Power is cautious. It covers itself. It bases itself in another’s pain and prevents all recognition that there is “another” by lopped circles that ensure its own solipsism.’ – Elaine Scarry, The Body in Pain

 Ireland was examined by the UN Human Rights Committee under the ICCPR last week. The state’s response to the Committee’s follow up questions has been published online. These written answers supplement the oral presentations made by the Minister for Justice and civil servants at the hearings in Geneva. This document is useful as a time capsule of the government’s position on redress for institutional abuse of women and children, because it contains several pages of defence of the official position on reparations for survivors of symphysiotomy. Symphysiotomy is a childbirth operation, which involves breaking a woman’s pelvis, usually before or during labour. It was revived in Ireland in the 1940s by a small group of conservative Catholic doctors, working in state-run or state-supervised hospitals, as an alternative to Caesarean section and was performed in hospitals all over Ireland into the 1980s. (If you need a reminder of the violence and abuse which characterised its practice in Ireland, see here.) On July 1, the Government published Judge Yvonne Murphy’s Independent Review of Issues Relating to Symphysiotomy (the Murphy Report) which outlines a possible redress scheme for survivors. The scheme draws on Professor Oonagh Walsh’s final Report on Symphysiotomy in Ireland 1944 -1984 (the Walsh Report) published on the same date. It is important to stress that the fine print of the symphysiotomy redress scheme has not yet been made public.

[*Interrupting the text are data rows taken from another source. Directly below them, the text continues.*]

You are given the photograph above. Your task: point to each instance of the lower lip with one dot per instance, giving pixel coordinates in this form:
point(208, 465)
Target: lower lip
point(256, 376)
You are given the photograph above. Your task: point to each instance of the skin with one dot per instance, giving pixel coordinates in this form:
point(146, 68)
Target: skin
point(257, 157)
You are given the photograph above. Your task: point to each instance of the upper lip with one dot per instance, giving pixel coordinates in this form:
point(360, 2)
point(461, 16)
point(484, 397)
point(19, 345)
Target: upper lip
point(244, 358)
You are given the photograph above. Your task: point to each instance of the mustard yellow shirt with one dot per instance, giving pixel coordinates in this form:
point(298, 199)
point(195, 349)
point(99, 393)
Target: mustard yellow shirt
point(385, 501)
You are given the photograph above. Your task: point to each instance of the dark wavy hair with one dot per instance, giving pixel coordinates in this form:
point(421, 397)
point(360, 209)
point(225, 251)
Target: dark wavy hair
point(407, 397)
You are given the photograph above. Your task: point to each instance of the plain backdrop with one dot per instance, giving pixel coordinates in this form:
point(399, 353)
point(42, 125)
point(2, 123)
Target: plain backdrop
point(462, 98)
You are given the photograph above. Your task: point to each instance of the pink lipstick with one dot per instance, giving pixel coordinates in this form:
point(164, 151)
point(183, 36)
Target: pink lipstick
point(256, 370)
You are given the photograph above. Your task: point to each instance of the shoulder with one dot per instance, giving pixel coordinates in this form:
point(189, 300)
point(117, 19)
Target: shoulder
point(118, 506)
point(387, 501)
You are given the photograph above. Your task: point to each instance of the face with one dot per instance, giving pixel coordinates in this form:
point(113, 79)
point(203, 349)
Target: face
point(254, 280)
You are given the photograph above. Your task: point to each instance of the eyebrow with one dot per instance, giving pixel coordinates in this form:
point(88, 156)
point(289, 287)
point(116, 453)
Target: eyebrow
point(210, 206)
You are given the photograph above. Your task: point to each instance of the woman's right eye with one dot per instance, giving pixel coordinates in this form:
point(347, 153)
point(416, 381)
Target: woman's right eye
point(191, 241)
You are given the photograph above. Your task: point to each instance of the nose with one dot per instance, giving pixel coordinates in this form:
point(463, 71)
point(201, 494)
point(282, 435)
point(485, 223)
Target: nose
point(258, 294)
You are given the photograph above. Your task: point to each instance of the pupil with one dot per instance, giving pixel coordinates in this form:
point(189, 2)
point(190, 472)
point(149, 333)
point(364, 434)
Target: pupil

The State’s written response to the Committee, unfortunately, has introduced yet more ambiguity into an already murky public discussion. Hundreds of women who are members of Survivors of Symphysiotomy, disappointed by the government’s approach to redress, have begun High Court litigation against the hospitals which performed their symphysiotomies, and against the State (invoking the law of negligence and the principles established in O’Keeffe v. Ireland at the ECHR).